An ongoing “restructure” of the Medicaid Integrity Contractors Program will focus on cases identified as priorities by state Medicaid programs, he said, while the data analytics program will focus more on both the dual-eligible beneficiaries treated by both Medicare and Medicaid and the providers who treat them.
“In both cases, these are things that we are paying very close attention to and we want to improve,” Budetti said.

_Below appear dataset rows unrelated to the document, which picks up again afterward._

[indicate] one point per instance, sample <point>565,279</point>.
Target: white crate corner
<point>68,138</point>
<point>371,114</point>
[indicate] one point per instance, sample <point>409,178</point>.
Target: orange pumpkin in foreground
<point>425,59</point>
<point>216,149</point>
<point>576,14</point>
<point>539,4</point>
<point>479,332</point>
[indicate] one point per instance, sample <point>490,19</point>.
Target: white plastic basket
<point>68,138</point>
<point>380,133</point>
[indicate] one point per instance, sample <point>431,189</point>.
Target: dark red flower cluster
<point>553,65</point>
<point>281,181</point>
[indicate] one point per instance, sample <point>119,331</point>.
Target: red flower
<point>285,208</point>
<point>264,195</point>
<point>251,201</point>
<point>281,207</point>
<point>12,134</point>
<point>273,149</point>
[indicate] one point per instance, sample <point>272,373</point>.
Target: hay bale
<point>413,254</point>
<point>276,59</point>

Budetti's comments followed criticism of the programs during Tuesday's hearing by Sen. Tom Coburn (R-Okla.), who criticized the Medi-Medi program for costing about $60 million while recovering only $57.8 million in 2007 and 2008, according to a recent federal audit (PDF). Similarly, the Medicaid contractors recouped less than what was spent on them. In March, the inspector general reported the contractors identified $6.9 million in overpayments for six months of the year in which the CMS paid them $30.5 million.

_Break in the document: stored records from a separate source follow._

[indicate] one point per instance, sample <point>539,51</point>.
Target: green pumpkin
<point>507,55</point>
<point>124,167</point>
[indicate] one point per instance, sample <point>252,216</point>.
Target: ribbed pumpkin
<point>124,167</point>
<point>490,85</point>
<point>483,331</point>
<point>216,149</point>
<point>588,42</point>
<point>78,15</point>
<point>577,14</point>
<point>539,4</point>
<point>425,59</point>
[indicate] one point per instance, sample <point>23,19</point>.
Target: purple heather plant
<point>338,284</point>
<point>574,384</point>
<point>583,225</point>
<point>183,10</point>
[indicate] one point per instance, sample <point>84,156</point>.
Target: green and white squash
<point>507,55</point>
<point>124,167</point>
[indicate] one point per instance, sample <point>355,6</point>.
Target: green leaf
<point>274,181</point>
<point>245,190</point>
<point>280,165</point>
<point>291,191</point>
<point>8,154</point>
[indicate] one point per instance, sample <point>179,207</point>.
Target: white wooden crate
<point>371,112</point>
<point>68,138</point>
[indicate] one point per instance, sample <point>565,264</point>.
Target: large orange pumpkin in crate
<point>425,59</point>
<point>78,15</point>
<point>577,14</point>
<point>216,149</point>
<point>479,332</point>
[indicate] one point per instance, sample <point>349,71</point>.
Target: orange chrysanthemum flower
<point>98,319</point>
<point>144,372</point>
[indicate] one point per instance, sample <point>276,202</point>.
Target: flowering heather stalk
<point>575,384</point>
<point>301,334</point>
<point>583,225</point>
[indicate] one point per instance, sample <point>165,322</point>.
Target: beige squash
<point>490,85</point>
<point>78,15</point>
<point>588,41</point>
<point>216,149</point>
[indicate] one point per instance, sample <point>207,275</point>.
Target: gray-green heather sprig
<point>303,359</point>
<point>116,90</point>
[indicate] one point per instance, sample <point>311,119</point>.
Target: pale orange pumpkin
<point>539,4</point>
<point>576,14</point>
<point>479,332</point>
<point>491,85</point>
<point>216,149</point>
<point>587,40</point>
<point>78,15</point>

Daniel Levinson, inspector general for HHS, told the senators that he urged the reorganizing due to the programs' “negative rate of return.”
“When you have a negative return, then the structure is a problem,” he said.
Among the changes the programs also are undergoing, Budetti said, are new ways to quantify their contributions to fraud reduction, which he said are larger than characterized by the inspector general's office and Republican critics.
“Frankly, it's much more effective than it has been characterized,” he told Modern Healthcare.
Coburn also challenged the oft-repeated federal boasts that its anti-fraud efforts produce a 7-to-1 return in recoveries. The actual ratio is closer to 4-to-1, he said, because the federal government spent more than $1 billion on total healthcare anti-fraud efforts and recovered about $4.1 billion in fiscal 2011.
Levinson said the 7-to-1 ratio applies to the anti-healthcare fraud efforts of his office.